Les Anglais nous ont bien envoyé de la Jamaïque des
fusils, des canons et des sabres, mais nous n'avons pas
besoin du secours des armes, c'est en hommes qu'il nous en
faut. Trop florissante colonie, les ennemis de la France
ont sans doute juré sa destruction entière et les
scélérats y parviendront à force de trahison et de crimes.
Les mulâtres aussi
Les nègres ne sont pas les seuls ennemis que nous
ayons maintenant sur les bras, l'orgueil des mulâtres
s'est réveillé et les traîtres, profitant des troubles qui
nous désolent, demandent à jouir du bénéfice du décret du
15 mai (18) les armes à la main. En vain nous leur avons
promis de le leur accorder aussitôt que le général le
recevrait officiellement, et s'il n'arrivait pas, disent-
ils, nous n'en verrions donc jamais l'accomplissement ?
Nous voulons que ce décret passe ou nous vous exterminons.
C'est là à peu près le sens de la réplique insolente de
ces perfides. Ils sont au nombre de quatre mille devant le
Port au Prince qui, manquant de force pour les repousser,
s'est vu contraint d'accéder à tout ce qu'ils désirent.
Aujourd'hui ils se sont retirés à la Croix des Bouquets à
deux ou trois lieues de cette ville d'où ils ne prétendent
sortir que lorsque toutes les parties de Saint-Domingue
auront imité le Port au Prince, c'est à dire qu'elles
auront signé et approuvé le concordat le plus honteux.
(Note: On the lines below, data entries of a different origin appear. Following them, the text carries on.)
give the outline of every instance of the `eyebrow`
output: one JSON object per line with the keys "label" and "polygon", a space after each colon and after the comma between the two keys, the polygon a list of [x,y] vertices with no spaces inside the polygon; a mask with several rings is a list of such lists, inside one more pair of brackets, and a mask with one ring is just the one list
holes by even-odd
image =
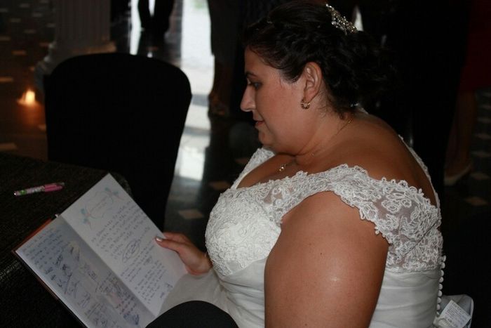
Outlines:
{"label": "eyebrow", "polygon": [[252,72],[249,72],[249,71],[246,71],[245,75],[246,75],[246,77],[249,77],[250,76],[257,77],[257,75],[253,73]]}

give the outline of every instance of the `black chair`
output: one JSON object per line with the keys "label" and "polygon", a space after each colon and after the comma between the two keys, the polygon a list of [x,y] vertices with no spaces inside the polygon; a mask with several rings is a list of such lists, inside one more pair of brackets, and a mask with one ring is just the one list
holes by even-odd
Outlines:
{"label": "black chair", "polygon": [[45,80],[48,157],[121,174],[162,229],[191,96],[184,72],[157,59],[67,59]]}

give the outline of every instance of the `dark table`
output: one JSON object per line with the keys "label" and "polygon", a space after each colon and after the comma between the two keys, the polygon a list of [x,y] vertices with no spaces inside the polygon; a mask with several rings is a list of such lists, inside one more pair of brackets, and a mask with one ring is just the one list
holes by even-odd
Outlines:
{"label": "dark table", "polygon": [[[80,325],[12,254],[12,249],[107,173],[0,152],[0,327]],[[126,180],[112,174],[129,192]],[[60,181],[65,183],[61,190],[13,195],[15,190]]]}

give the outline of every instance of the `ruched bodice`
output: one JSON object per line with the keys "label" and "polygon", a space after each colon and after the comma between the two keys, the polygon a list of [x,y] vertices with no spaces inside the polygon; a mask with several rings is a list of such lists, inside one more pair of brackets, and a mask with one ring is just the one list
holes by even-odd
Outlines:
{"label": "ruched bodice", "polygon": [[[405,181],[375,179],[363,169],[346,164],[238,188],[247,173],[272,156],[269,150],[257,150],[237,181],[220,195],[206,233],[214,270],[203,277],[185,276],[173,291],[169,306],[201,299],[229,312],[239,327],[264,326],[264,267],[282,218],[307,197],[332,192],[356,207],[361,219],[373,223],[374,233],[381,233],[389,243],[372,327],[430,327],[440,278],[438,204],[431,204]],[[184,290],[193,284],[201,287]]]}

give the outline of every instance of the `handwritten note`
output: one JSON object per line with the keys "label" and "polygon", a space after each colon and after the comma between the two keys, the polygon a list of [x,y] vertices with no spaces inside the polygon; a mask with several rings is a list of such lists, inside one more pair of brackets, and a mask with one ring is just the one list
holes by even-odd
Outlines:
{"label": "handwritten note", "polygon": [[88,327],[144,327],[155,317],[62,219],[18,252]]}
{"label": "handwritten note", "polygon": [[143,327],[159,314],[184,265],[110,175],[18,254],[92,327]]}

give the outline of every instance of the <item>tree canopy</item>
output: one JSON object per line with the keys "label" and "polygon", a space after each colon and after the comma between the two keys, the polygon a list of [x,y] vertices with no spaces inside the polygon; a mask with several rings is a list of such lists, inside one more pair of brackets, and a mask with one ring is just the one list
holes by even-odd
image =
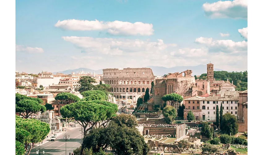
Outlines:
{"label": "tree canopy", "polygon": [[92,90],[94,86],[91,83],[95,83],[96,81],[94,78],[87,76],[80,77],[78,82],[80,84],[80,87],[79,90],[80,92]]}
{"label": "tree canopy", "polygon": [[64,92],[58,94],[55,97],[55,100],[61,101],[65,104],[75,102],[80,99],[79,97],[73,94]]}
{"label": "tree canopy", "polygon": [[15,93],[15,104],[23,100],[30,100],[37,102],[39,104],[43,103],[43,100],[39,98],[34,98],[27,96],[26,95],[22,95],[19,94]]}
{"label": "tree canopy", "polygon": [[171,105],[172,106],[176,102],[180,103],[183,100],[182,96],[175,93],[166,94],[162,96],[162,99],[164,102],[168,101],[171,103]]}
{"label": "tree canopy", "polygon": [[[44,140],[50,131],[49,125],[35,119],[23,119],[15,117],[15,140],[26,146]],[[32,148],[30,145],[28,154]]]}
{"label": "tree canopy", "polygon": [[234,115],[226,113],[223,115],[220,129],[224,133],[229,135],[231,133],[232,135],[234,135],[238,133],[238,124],[237,122],[237,120]]}
{"label": "tree canopy", "polygon": [[15,113],[25,118],[28,118],[32,114],[41,111],[44,112],[46,109],[45,106],[33,100],[24,99],[15,104]]}
{"label": "tree canopy", "polygon": [[105,96],[100,94],[92,94],[81,99],[82,101],[92,101],[93,100],[105,100]]}
{"label": "tree canopy", "polygon": [[45,107],[46,107],[47,110],[50,111],[54,109],[54,107],[52,106],[52,105],[49,103],[46,103],[45,104]]}
{"label": "tree canopy", "polygon": [[193,113],[193,112],[191,110],[188,112],[186,117],[189,122],[191,122],[195,120],[195,116],[194,116],[194,114]]}
{"label": "tree canopy", "polygon": [[143,102],[144,103],[146,103],[149,100],[150,98],[150,95],[149,94],[149,89],[147,88],[146,89],[146,91],[145,91],[145,94],[144,95],[144,96],[143,97]]}
{"label": "tree canopy", "polygon": [[166,106],[163,108],[162,113],[165,122],[167,123],[171,124],[176,117],[176,110],[174,107]]}

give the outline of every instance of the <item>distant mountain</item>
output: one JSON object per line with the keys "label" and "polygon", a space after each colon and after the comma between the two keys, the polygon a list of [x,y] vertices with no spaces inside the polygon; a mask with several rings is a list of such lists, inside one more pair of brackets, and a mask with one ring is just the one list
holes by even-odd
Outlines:
{"label": "distant mountain", "polygon": [[[167,74],[169,73],[173,73],[175,72],[178,72],[180,73],[182,72],[189,69],[192,70],[193,73],[192,73],[192,76],[193,76],[194,75],[200,75],[203,73],[206,73],[206,65],[200,64],[196,66],[176,66],[171,67],[170,68],[166,68],[164,67],[160,66],[149,66],[147,67],[150,68],[152,69],[153,74],[156,76],[161,76],[164,74]],[[75,69],[68,69],[64,71],[60,72],[55,72],[52,73],[53,74],[56,74],[57,73],[63,73],[65,74],[70,74],[73,72],[76,73],[77,71],[82,71],[83,69],[83,71],[86,72],[90,72],[91,71],[92,73],[94,70],[86,68],[80,68]],[[222,71],[224,70],[218,69],[214,69],[214,70],[215,71]],[[96,74],[102,74],[103,73],[102,69],[95,70],[95,73]],[[232,72],[231,71],[231,72]]]}
{"label": "distant mountain", "polygon": [[[166,74],[169,73],[174,73],[175,72],[180,73],[187,69],[192,70],[193,73],[192,76],[194,75],[200,75],[203,73],[206,73],[206,65],[200,64],[196,66],[176,66],[170,68],[166,68],[163,67],[149,66],[147,67],[151,68],[153,74],[156,76],[161,76]],[[222,71],[224,70],[215,68],[214,71]]]}
{"label": "distant mountain", "polygon": [[[71,73],[72,72],[75,72],[75,73],[76,73],[76,72],[77,71],[82,71],[82,70],[83,70],[83,71],[85,72],[91,72],[91,73],[93,73],[93,72],[94,71],[93,69],[89,69],[88,68],[80,68],[78,69],[68,69],[67,70],[64,70],[64,71],[60,71],[59,72],[53,72],[52,73],[54,74],[55,74],[57,73],[63,73],[63,74],[69,74]],[[99,69],[98,70],[95,70],[95,73],[96,74],[102,74],[102,69]]]}

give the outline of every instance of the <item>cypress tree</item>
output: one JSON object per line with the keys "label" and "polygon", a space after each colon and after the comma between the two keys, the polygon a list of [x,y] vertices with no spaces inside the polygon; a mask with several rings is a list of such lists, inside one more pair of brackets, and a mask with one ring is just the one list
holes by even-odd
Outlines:
{"label": "cypress tree", "polygon": [[219,108],[218,108],[218,105],[216,105],[216,127],[218,128],[220,125],[220,122],[219,120]]}
{"label": "cypress tree", "polygon": [[223,119],[223,106],[222,105],[222,103],[221,103],[221,107],[220,107],[220,118],[219,119],[219,124],[222,123],[222,120]]}

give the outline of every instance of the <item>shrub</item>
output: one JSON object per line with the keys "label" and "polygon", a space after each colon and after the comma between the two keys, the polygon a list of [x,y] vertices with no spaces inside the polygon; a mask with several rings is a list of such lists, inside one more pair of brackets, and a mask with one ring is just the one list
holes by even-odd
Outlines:
{"label": "shrub", "polygon": [[234,136],[230,136],[226,134],[221,135],[220,138],[221,143],[224,144],[233,144],[235,140],[235,137]]}
{"label": "shrub", "polygon": [[220,142],[220,140],[219,138],[216,137],[210,141],[210,144],[213,145],[217,145],[219,144],[219,142]]}

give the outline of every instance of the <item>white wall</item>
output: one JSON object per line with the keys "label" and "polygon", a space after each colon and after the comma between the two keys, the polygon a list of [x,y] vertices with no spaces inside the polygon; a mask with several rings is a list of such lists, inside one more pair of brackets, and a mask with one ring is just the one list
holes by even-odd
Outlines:
{"label": "white wall", "polygon": [[45,87],[48,86],[49,85],[52,86],[53,83],[54,85],[58,85],[61,78],[60,77],[54,77],[52,78],[38,78],[37,88],[39,88],[41,85]]}

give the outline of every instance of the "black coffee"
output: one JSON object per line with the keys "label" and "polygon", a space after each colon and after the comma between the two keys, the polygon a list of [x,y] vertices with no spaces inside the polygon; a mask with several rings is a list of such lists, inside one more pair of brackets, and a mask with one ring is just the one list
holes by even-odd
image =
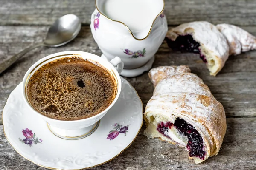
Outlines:
{"label": "black coffee", "polygon": [[87,118],[101,112],[116,93],[109,71],[77,57],[65,57],[44,65],[29,79],[27,94],[42,114],[62,120]]}

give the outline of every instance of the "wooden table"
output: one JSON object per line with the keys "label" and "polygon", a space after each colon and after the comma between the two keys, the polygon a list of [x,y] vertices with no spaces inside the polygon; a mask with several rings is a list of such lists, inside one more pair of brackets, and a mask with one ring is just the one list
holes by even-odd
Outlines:
{"label": "wooden table", "polygon": [[[0,0],[0,62],[43,40],[49,26],[62,15],[74,14],[83,22],[81,32],[72,42],[61,47],[34,49],[0,75],[0,110],[28,69],[43,57],[68,50],[100,55],[89,26],[94,8],[93,0]],[[166,0],[165,14],[170,27],[205,20],[214,24],[239,25],[256,35],[255,9],[255,0]],[[153,67],[172,65],[189,65],[223,105],[227,129],[218,155],[196,164],[188,159],[188,153],[183,148],[158,139],[148,139],[143,134],[143,125],[128,149],[111,162],[93,169],[256,169],[256,51],[230,57],[214,77],[209,76],[198,55],[174,52],[163,43],[156,54]],[[145,106],[154,90],[147,73],[127,79],[137,91]],[[8,142],[0,126],[0,169],[45,169],[20,156]]]}

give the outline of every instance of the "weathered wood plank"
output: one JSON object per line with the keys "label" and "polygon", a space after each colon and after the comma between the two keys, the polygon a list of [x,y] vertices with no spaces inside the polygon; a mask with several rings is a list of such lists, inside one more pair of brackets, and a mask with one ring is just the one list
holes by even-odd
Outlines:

(M. Caladeux (19), à la tête des habitants du Port au
Prince, ayant marché contre les mulâtres campés à la Croix
des Bouquets, leur a fait changer depuis, le couteau sur
la gorge, presque tous les artices de ce concordat).
Mais le Cap est bien éloigné de consentir à cet acte
d'infamie et s'il pouvait terminer à l'instant une guerre
qui l'occupe tout entier, il n'aurait pas l'humiliation
aujourd'hui de ménager, de flatter des traîtres qu'il a en
horreur, il les ferait bientôt rentrer dans la poussière
ou s'en délivrerait pour jamais. Ce dernier parti est le
seul même qu'on doive prendre si l'on veut se mettre à
l'abri désormais de toute trame odieuse et meurtrière. En
laissant respirer au milieu de nous les perfides, les
orgueilleux mulâtres, c'est faire aiguiser des poignards
pour nous percer le sein; les ingrats ont oublié qu'ils
doivent aux blancs leur vie, leur fortune, leur liberté.
Un parricide ne leur coûte rien et ils auraient déjà
exterminé tous les colons s'ils avaient autant de force et
de courage qu'ils ont de noirceur et de méchanceté. Pour
le repos de tous il faudrait donc purger la colonie de
cette espèce bâtarde d'hommes trop vicieux, trop criminels
pour mériter jamais de devenir nos frères. Ah que, si
l'Assemblée Nationale les eut bien connus, elle ne se
serait pas montrée si empressée à les favoriser d'un
décret qui va faire leur malheur et le nôtre. A quoi
pensaient donc ses augustes membres ? Se sont-ils jamais
pu persuader que les colons consentiraient avec joie à
traiter comme son égal l'enfant de son esclave ? La nature
plus sage a mis entre nous et eux une ligne de démarcation
qu'il n'était pas permis à la sublime Assemblée d'effacer,
ni de rapprocher en aucune manière, elle doit rester à sa
(18) Ce décret concédait l'égalité civile aux gens de
couleur nés de parents libres.
(19) Il s'agit très probablement de Jean-Baptiste, comte
de Caradeux de la Caye (voir GHC page 540).